クラシックリサイタルってそれが普通なの???
それとも、彼女のスタイル???
彼女を見るのは初めてなのでよく分からない。
舞台人としてどうなのだろう・・・と、疑問に思ってしまったのだが・・・

体調が悪いから仕方がないのかな・・・
余裕がないんだな・・・
そんな風に気持ちを切り替え、演奏に集中することにした。

確かに演奏は良かった♪
タッチが柔らかい。
ピアノの音のように聞こえない不思議さ。

演奏内容に関しては、次記事で・・・(続く)・・・

細川夏子 ピアノリサイタル その2

演奏が始まって驚いた。
いままでに聞いたことのないピアノの音色。

雨で気圧が変化して、自分の耳がどうかなっているのかと思った。

まろやかなのだ。
そして、耳の遠くの方から聞こえる気がするのに
脳には直接届いている感じがした。

私が知っているピアノとは違う楽器のような気がした。

このホールの響き方?
スタインウェイのピアノ?
曲?
演奏?

この不思議さは私だけかどうか確かめるために
1曲目が済んで同行していた知人に聞いてみた。
「ピアノじゃないみたいですね」と話をむけると
「軽やかね〜」と返ってきた。
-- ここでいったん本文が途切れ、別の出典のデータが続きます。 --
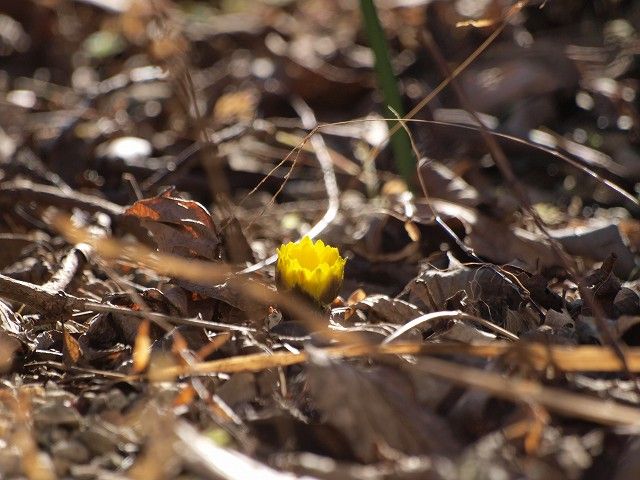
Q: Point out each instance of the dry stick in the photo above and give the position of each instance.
(52, 303)
(205, 273)
(26, 191)
(516, 8)
(514, 184)
(513, 10)
(328, 175)
(185, 158)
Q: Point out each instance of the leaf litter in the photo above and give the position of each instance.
(154, 155)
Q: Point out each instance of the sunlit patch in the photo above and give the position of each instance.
(314, 269)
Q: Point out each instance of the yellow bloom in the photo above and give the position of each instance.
(315, 269)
指使いを言っているようだ。
確かに、それもあるかもね・・・

変更後のプログラムは
_____________________________
ファリャ作曲 「ファンタジー・ベティカ」
       「火祭りの踊り」

シャブリエ作曲「即興曲」

休 憩

シャブリエ作曲 絵画的小品集より
       「第1曲 風景」
       「第2曲 憂い」
       「第4曲 木陰にて」
       「第10曲 スケルツォ・ヴァルス」
       「第8曲 インプロビゼーション」

アンコールは もう一度

ファリャ作曲 「火祭りの踊り」
_____________________________

2曲目以降も、耳に何重かの膜があるように遠くから聞こえるのに
脳髄に直接響く感じが続いた。
それは間違いなく心地よい。

そして、何曲か聴いているうちに・・・
曲の最後で音の響きが長く残っていることに気づいた。
管楽器のような余韻がある。

これかもしれないと思った。
ひとつの音の下には前の音の残響があり
上にはさらに次の音の響きが重なる。
だからピアノではなく、オーケストラの様な錯覚を感じたのだ。

音色だけでなく響きを駆使している!
かなりの演奏技術なのだろう。

そう言えばプロフィールに
[ムジク・ノーヴァにて「芳醇な音色を持ったピアニスト」と好評を得る]とある。

そうか。私は音に酔っ払ってしまったのだ。
五感が遠くなり、脳に直接影響を受け心地よいなんて、正しく酔っている状態。

自宅に帰り、芳醇という言葉を調べてみた。
「酒の香りが高く、味が良いこと」・・・やっぱり〜♪

雨の中、行って良かったリサイタルだった。
脳がほぐされたような気がする。
細川夏子さんの体調の回復をお祈りします。